With this approach, many of the blockers faced with ActiveMQ become a thing of the past.

  • Unlimited storage
  • 120,000 messages in flight
  • Reduced cost
  • Good AWS native integration
  • Independently scalable
  • Integration with API Gateway

Switch from AMQ to SNS/SQS

SNS/SQS Fanout

The decision was made, and the message broker was to be replaced, but this will require some changes in our services. We decided as a team we'll implement it as a mob. The changes touch a large scope, from infrastructure to a few code bases. It is the perfect exercise for some knowledge sharing with the newer members of the team. So we mobbed on this migration; we shared documentation and best practices. The objective is to make sure anyone can work on this migration from any point in time, and anyone involved in this migration will be able to do the same knowledge transfer if such migration was to happen again.

All this is a lot of theory, but what about the result?

To measure our improvement, we needed a benchmark. Gatling has been part of our tooling from the start, and with it, we can run a load test with the production volume of orders in our staging environment and study the result.
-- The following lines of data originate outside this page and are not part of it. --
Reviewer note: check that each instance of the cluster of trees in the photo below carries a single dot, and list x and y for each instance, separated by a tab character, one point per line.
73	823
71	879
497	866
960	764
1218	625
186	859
From AWS SNS specifications, we expect quicker responses for our service, less than 8 seconds — SLA agreed with the external producer… and we did.

Gatling benchmark with production volume.
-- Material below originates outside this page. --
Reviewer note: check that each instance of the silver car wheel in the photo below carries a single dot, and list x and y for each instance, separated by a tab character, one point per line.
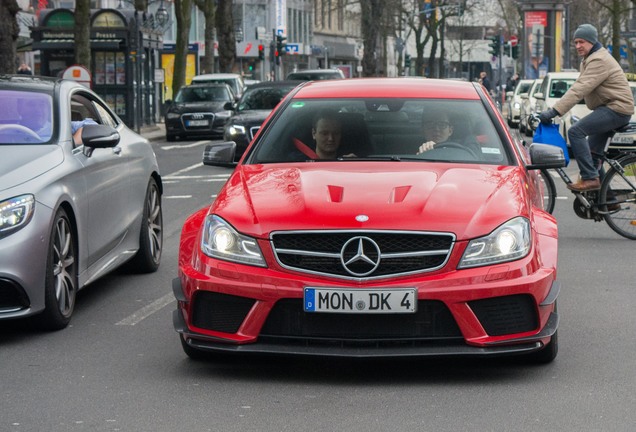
148	257
60	287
Here we can see in our message broker benchmark against 150K orders that one order request failed, taking more than 13 seconds to respond, and 99% of the requests responded in 2 seconds or less.

Gatling test result for SNS/SQS implementation with production volume.

Here we can see in our test for SNS/SQS implementation against 150K orders that all order requests were processed in less than 1.53 seconds, without any failed requests, and 99% of requests responded in 67ms or less.

Another useful tool at our disposal is Grafana. With it, we can see how the volume of orders was processed over time in both our API Gateway and our consumer, the Customer Order Service.

Benchmark dashboard. Top panel: API Gateway processed order. Bottom panel: Customer Order Service consumed orders.

From this panel, we can see how long it took to process the same volume of orders before and after the change.

Post-implementation dashboard. Top panel: API Gateway processed order. Bottom panel: Customer Order Service consumed orders.

The results validate our hypotheses and give us confidence our change will give us better performance.

Before and After

The real test remains in production. A deployment plan later, a production release, and a good night's sleep later, here it is.

Production dashboard before SNS/SQS. Top panel: API Gateway processed order. Bottom panel: Customer Order Service consumed orders.
Production dashboard after SNS/SQS. Top panel: API Gateway processed order. Bottom panel: Customer Order Service consumed orders.

The surgeons did an excellent job on this dashboard's plastic surgery. Not only did our API Gateway processing rate improve, but we are also consuming messages at a higher rate using more of the resources initially allocated to our consumers.

What's next?

There is always room for improvement. Using SNS means we can simplify the integration with the order producer and replace our API Gateway service with an AWS API Gateway without worrying anymore about scaling.